When you get there, everything is above board and looks fantastic. You’re at a loss – it’s almost impossible to figure out how they’ve done such a good job. Three cheers for the house flippers. Hip, hip, hooray!
It’s easy to get lost in the emotion of the event, but what a buyer can’t do is let the flipper dictate terms. Not everything is always as it seems, and here’s why.

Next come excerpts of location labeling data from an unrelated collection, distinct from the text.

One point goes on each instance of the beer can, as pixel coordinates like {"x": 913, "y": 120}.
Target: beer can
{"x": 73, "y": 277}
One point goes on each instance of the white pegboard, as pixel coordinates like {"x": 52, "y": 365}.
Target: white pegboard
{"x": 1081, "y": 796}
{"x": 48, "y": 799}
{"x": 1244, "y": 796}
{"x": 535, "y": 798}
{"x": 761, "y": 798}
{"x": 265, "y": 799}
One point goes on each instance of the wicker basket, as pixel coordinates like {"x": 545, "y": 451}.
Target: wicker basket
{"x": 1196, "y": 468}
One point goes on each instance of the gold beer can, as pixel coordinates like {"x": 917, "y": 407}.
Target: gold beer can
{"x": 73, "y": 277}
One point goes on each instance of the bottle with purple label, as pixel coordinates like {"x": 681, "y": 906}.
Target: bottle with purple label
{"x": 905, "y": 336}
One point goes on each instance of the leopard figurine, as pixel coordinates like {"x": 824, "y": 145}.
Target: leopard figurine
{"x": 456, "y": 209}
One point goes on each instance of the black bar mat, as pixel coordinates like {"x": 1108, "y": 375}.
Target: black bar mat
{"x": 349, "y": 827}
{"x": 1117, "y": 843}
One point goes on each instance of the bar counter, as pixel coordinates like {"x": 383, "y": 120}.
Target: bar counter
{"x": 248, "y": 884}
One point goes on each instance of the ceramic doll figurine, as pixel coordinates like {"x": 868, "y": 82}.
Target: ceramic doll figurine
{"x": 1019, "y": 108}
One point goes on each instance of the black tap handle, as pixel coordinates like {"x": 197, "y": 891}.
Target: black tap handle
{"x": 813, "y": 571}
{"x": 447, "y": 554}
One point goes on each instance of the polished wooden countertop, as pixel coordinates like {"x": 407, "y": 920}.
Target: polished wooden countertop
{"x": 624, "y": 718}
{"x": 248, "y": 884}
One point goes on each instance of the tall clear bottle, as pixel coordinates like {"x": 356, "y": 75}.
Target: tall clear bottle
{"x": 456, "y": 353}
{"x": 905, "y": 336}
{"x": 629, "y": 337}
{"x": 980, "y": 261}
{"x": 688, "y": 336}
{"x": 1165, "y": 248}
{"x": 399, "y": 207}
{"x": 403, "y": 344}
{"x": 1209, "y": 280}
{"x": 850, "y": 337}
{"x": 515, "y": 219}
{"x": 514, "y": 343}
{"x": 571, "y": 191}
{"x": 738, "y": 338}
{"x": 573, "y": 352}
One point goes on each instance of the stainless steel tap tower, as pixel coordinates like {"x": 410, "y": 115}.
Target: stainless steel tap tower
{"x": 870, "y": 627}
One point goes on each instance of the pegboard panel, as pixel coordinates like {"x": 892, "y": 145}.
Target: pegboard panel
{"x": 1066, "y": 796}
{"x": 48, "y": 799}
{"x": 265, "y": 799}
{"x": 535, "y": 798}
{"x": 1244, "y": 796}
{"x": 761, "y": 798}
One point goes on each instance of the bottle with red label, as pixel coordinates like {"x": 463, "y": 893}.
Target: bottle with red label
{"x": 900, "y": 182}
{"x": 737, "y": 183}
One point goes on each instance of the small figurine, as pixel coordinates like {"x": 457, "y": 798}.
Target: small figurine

Out Of Sight Isn’t Out Of Mind
The harsh fact is they haven’t done as good a job as it seems on first viewing. Instead, they’ve tricked the viewers into a false sense of security by focusing on the main things. The living room and the kitchen and the bathroom all sparkle, yet a lot is hiding under the rugs of each room. Usual suspects on the list include everything from the HVAC unit and boiler to the chimney and guttering on the outside of the house. As you might have guessed, the fixes aren’t cheap. Hit them with questions about specific areas of the house to get a better read.
The Documentation Is Old
Everything looks as if it holds up when they present you with the details, but what’s that at the top of the page? Oh, it’s a date which years old and has nothing to do with the integrity of the property now. Or, it might be a summer home inspection rather than a fall or winter. For obvious reasons, it’s essential to carry out checks at different times of the year to see if there are any seasonal flaws. A leak in the roof won’t show in the middle of July during a drought.
Flippers are downright ballsy and will let people look around their home and hope to God they don’t do any tests. Yep, that includes opening windows and doors and inspecting the wiring. The reason is they know there are issues and they don’t want to have to ‘fess up. They want out ASAP with as much money in their bank account as possible. Playing around with the features, even if it’s a little fiddle, can reveal a lot about the inner workings of the building. Go deep to get a true insight.
There Isn’t A Warranty
Flippers will say a warranty isn’t part of the deal because that’s not how the industry works. In truth, there is something to hide and they don’t want to be liable later. Anybody who argues sellers don’t offer warranties is lying. They are becoming an increasingly popular method to protect an investment, and you should ask for one. Their response will tell you a lot about the property.
Treat a house like a car – always check under the hood before signing on the dotted line.